#6
The Storm Drain’s Dream
written by Mathias Svalina with Joe Hall
All day, the city’s conversations flow over the streets & sidewalks & grass, falling from windows, dropping out of open car doors, slipping out of cellphones, all of them flowing downhill with gravity, all of them baking in the sun, scraping over the asphalt, through the cigarette butts & dog urine & grime, until they reach the metal grating of me & slip inside, where it is dark & cool & quiet. In me the declarations & mutterings & whispers & shouts & questions & answers & defenses & persuasions all relax. They shed their urgency, are freed from their contexts, no longer needing to embody a speaker or elude an audience. Each day I fill with the city’s voices.

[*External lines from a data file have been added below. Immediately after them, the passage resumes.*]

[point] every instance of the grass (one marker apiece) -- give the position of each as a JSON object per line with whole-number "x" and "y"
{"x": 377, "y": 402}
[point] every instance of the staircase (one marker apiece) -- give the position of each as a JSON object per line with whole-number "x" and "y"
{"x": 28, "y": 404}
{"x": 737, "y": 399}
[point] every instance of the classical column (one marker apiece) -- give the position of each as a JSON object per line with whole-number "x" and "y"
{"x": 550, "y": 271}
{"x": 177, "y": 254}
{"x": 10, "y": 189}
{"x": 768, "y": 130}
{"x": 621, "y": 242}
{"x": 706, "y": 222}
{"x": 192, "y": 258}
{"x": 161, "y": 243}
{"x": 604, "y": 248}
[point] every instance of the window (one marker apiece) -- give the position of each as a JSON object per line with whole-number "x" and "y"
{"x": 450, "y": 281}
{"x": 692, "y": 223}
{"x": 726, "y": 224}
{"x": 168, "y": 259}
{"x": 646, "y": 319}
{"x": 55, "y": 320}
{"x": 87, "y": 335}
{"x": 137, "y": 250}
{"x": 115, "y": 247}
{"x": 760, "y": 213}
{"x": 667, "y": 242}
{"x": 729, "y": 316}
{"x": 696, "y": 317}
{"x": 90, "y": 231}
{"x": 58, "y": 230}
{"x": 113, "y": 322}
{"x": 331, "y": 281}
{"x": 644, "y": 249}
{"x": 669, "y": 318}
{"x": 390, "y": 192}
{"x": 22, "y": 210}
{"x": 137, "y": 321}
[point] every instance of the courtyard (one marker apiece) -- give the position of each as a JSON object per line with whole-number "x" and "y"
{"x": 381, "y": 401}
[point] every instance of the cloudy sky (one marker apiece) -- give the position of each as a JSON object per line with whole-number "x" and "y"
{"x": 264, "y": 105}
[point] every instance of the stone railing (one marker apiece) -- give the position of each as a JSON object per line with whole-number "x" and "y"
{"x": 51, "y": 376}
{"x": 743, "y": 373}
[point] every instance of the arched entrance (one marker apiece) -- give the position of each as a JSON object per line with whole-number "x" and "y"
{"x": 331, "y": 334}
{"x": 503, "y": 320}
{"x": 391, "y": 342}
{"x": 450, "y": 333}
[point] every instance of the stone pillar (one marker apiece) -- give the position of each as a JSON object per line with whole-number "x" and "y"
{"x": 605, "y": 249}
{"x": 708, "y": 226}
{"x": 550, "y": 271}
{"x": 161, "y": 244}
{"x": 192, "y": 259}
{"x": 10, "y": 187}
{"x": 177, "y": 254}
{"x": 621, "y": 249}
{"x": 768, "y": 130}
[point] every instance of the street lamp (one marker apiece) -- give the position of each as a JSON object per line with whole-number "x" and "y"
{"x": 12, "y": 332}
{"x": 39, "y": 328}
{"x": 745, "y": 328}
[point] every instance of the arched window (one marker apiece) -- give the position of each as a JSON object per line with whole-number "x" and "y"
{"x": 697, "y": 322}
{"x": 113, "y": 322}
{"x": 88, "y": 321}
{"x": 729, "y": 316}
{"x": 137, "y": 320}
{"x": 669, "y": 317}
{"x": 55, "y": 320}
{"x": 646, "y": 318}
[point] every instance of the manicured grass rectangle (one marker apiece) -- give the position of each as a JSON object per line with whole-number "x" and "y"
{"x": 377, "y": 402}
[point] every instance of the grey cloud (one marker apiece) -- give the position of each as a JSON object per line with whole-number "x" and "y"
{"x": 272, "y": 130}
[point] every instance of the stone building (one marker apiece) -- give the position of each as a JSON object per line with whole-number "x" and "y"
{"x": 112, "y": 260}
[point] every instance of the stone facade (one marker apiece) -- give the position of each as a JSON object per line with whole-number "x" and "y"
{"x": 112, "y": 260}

And then, after the sun sets & the streets empty, the night gently coaxes the statements back out of me, giving its tender voice to them. The night speaks the hardest words first, the polysyllabic words of subterfuge & commerce & jurisdiction & exactitude. Then the night speaks the nouns & verbs of everyday usage. The night speaks the city’s names. The night speaks the city’s actions, releasing all the conversations from me, allowing them to revert back from sentences into breaths, until all that is left is the little words, the beautiful & simple words of connection & condition. And, and, and, and, and, and, the night whispers. If, if, if, if, if, if, if, the night wishes.